Although backup and
recovery tuning requires a good understanding of hardware and software used like
disk speed, IO, Buffering and/or MML used for net backup.
As many factors can affect backup performance. Often, finding the solution to a
slow backup is a Process of trial and error. To get the best performance for a
backup, follow the following
Suggested steps:
Step 1: Remove RATE Parameters from Configured
and Allocated Channels
The RATE parameter on
a channel is intended to reduce, rather than increase, backup throughput,
so that more disk bandwidth is available for other database operations.
If you’re backup is not streaming to tape, then make sure that the RATE
parameter is not set on the ALLOCATE CHANNEL or CONFIGURE CHANNEL
commands.
Step 2: Consider Using I/O Slaves
- If You
Use Synchronous Disk I/O, Set DBWR_IO_SLAVES
If and only if your disk does not support asynchronous I/O, then try setting
the DBWR_IO_SLAVES initialization parameter to a nonzero value.
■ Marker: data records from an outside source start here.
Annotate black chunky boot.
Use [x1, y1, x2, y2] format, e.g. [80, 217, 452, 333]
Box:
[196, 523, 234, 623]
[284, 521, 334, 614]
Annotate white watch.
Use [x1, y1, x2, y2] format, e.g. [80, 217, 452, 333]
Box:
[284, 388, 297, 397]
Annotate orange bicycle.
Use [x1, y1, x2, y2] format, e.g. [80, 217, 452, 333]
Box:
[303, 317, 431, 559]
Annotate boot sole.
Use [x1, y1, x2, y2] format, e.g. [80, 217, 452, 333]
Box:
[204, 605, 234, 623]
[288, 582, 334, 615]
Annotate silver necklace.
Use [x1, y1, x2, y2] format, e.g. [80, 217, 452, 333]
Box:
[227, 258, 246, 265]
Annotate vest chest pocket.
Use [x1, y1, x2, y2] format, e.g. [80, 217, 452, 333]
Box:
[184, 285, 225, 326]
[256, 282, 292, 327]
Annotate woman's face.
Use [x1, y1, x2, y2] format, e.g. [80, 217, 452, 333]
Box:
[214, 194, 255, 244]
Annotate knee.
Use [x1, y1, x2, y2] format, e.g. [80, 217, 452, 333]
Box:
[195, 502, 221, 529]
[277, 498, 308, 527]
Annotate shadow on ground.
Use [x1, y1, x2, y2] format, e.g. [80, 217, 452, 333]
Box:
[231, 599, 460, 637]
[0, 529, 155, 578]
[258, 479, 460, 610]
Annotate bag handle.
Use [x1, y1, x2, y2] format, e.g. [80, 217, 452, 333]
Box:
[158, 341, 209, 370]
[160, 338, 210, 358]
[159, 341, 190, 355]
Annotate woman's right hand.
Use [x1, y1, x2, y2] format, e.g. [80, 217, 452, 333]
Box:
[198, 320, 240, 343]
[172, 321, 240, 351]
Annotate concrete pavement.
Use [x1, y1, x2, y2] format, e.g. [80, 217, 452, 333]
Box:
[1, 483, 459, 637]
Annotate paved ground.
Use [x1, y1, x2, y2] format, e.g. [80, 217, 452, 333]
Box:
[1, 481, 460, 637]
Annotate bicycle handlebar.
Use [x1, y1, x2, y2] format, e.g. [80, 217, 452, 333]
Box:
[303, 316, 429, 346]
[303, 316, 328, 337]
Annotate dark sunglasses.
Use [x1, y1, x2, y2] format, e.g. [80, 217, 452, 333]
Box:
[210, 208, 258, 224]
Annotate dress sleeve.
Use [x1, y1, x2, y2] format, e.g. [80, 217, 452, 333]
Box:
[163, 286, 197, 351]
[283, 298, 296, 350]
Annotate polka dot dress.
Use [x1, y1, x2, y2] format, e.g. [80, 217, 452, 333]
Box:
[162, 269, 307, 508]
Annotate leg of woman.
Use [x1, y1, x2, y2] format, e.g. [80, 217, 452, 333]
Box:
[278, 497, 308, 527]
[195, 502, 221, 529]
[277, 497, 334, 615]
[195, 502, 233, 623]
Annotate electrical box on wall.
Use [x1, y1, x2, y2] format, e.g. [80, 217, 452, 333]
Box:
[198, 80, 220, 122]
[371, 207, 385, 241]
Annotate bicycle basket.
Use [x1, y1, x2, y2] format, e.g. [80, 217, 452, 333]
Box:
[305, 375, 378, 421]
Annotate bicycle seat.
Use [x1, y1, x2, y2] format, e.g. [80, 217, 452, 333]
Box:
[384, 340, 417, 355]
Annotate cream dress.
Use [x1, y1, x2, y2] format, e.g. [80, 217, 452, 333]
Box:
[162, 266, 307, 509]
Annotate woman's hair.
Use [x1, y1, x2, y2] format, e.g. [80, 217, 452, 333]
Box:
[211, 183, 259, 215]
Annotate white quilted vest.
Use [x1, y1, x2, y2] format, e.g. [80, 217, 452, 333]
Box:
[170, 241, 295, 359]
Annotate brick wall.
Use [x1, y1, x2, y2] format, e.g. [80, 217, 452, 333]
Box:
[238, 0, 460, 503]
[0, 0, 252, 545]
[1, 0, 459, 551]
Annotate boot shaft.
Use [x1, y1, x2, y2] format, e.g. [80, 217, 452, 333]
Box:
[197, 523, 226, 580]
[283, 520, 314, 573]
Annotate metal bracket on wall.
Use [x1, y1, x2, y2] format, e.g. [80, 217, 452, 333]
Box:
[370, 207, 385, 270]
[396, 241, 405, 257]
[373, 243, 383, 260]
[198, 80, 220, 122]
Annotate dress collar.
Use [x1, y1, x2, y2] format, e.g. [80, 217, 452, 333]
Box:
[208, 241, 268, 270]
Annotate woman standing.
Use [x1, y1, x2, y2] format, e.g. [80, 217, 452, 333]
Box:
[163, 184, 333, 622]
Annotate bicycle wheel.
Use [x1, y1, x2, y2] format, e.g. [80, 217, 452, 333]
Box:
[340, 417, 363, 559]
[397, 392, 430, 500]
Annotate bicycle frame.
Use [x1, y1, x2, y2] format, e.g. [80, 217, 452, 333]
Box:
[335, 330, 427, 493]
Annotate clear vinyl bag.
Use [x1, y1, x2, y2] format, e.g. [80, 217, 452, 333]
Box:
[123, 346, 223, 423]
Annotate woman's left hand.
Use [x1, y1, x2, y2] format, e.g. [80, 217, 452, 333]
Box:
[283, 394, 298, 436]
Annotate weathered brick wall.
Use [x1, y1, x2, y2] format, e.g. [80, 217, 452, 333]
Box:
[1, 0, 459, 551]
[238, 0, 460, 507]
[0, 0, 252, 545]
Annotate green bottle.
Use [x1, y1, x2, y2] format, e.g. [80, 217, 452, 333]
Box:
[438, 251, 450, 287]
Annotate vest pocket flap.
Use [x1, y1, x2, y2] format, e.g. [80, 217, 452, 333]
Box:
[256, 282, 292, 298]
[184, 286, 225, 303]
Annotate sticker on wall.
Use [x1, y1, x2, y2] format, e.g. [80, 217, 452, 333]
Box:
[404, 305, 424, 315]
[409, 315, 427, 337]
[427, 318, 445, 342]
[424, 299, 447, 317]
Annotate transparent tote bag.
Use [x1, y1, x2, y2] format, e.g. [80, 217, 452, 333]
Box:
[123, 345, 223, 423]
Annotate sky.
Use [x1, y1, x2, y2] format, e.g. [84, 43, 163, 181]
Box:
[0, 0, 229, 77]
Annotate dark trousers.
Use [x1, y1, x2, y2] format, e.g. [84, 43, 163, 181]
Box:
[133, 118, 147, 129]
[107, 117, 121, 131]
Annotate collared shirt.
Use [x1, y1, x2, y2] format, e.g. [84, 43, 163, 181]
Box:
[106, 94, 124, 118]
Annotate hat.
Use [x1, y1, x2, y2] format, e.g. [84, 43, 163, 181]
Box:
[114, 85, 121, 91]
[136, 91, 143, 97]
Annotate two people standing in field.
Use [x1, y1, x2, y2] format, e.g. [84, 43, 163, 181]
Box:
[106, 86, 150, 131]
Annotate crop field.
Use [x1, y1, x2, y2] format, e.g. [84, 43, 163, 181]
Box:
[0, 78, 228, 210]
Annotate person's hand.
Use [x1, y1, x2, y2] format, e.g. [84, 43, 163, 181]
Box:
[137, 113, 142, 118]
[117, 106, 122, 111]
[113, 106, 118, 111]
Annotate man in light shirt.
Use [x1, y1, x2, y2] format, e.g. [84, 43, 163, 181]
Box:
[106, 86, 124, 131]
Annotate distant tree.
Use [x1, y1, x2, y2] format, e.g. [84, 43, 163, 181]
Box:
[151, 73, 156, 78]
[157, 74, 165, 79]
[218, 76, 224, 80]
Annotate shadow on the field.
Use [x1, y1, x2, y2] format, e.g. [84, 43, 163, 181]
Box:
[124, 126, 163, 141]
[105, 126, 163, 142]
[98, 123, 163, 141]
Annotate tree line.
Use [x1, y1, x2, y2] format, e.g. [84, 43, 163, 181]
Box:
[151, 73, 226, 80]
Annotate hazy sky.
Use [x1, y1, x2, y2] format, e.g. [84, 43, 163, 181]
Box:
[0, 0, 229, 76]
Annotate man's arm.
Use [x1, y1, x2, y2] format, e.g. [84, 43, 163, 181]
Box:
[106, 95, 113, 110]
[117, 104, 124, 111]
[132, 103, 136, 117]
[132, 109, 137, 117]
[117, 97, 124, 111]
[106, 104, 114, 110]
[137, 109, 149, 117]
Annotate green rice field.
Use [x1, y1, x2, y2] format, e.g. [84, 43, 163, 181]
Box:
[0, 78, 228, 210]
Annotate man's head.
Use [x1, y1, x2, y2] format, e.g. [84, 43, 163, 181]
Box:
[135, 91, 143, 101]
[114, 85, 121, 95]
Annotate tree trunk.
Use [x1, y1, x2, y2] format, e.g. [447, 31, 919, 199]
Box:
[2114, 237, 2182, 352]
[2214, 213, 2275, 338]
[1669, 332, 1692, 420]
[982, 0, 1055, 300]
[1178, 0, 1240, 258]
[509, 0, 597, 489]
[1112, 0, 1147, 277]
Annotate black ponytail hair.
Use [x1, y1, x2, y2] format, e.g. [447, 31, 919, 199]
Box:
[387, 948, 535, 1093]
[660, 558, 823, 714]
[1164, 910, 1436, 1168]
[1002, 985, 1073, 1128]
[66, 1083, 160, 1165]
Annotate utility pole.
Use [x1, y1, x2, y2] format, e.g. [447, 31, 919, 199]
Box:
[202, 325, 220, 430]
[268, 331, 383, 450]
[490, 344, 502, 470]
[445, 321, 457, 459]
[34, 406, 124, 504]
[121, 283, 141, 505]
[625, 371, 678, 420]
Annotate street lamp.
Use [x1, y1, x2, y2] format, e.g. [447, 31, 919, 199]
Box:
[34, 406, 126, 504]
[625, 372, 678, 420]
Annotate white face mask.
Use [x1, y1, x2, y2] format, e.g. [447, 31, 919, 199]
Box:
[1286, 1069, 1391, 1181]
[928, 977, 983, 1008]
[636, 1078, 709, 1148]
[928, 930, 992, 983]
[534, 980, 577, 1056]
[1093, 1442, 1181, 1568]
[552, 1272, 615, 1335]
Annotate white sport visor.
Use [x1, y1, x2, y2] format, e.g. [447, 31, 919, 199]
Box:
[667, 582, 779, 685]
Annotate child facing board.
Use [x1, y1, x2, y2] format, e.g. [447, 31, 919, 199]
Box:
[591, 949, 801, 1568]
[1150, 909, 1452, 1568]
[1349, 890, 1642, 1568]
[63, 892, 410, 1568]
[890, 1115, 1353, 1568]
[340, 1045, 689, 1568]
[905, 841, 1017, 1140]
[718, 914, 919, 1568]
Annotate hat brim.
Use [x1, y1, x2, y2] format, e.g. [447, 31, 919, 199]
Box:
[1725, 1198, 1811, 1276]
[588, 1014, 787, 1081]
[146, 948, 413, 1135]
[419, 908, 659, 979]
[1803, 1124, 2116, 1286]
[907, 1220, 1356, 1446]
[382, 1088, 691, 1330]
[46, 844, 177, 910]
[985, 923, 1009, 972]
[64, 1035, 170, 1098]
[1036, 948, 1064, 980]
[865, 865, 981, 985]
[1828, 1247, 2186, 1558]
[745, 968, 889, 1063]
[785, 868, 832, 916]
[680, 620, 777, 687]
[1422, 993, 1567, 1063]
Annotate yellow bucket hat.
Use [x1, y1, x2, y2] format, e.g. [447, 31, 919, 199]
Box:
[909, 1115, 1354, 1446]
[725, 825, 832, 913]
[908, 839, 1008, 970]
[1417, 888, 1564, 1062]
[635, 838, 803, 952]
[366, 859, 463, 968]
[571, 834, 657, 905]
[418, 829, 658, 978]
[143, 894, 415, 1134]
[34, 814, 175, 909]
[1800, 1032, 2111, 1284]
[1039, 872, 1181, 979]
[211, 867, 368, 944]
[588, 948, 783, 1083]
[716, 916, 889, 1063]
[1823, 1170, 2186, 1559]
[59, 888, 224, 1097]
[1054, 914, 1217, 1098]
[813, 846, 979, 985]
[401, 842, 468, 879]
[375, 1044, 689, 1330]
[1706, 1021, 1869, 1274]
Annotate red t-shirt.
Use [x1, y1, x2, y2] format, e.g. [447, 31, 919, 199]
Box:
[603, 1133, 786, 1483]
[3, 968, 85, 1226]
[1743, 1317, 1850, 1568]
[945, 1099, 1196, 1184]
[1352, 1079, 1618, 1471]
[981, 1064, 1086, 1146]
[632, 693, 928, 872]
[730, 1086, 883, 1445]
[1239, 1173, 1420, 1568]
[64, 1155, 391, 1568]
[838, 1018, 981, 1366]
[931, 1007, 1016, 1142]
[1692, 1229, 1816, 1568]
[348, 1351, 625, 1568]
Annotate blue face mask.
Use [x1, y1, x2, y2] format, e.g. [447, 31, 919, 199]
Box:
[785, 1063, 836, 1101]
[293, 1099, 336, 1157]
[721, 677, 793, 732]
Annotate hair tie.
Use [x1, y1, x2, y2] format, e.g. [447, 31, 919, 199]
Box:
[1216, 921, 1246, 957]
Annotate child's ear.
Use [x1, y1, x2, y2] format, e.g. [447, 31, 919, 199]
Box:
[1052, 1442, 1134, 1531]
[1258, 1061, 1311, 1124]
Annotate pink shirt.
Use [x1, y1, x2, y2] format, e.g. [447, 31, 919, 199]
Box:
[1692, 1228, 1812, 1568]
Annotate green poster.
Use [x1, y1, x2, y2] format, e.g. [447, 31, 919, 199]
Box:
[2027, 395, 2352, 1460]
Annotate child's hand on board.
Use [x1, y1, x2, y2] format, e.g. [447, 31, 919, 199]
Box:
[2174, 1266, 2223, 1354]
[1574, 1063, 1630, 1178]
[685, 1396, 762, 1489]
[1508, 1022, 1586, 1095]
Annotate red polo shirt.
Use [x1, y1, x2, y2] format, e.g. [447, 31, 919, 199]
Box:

Any nonzero
value for DBWR_IO_SLAVES causes a fixed number (four) of disk I/O slaves to be
used for backup and restore, which simulates asynchronous I/O.
If I/O slaves are
used, I/O buffers are obtained from the SGA. The large pool is used, if
configured. Otherwise, the shared pool is used.
Note: By setting DBWR_IO_SLAVES, the database writer processes will use slaves
as well.
You may need to
increase the value of the PROCESSES initialization parameter.
- Use Tape
slaves To keep the tape streaming (continually moving) by simulating
Asynchronous I/O
Set the "init.ora" parameter:
BACKUP_TAPE_IO_SLAVES = true
This causes one tape I/O slave to be assigned to each channel server process.
In 8i/9i/10g, if the DUPLEX option is specified, then tape I/O slaves must be
enabled.
In this case, for DUPLCEX=<n>, there are
<n> tape slaves per channel. These N slaves
all operate on the same four output buffers.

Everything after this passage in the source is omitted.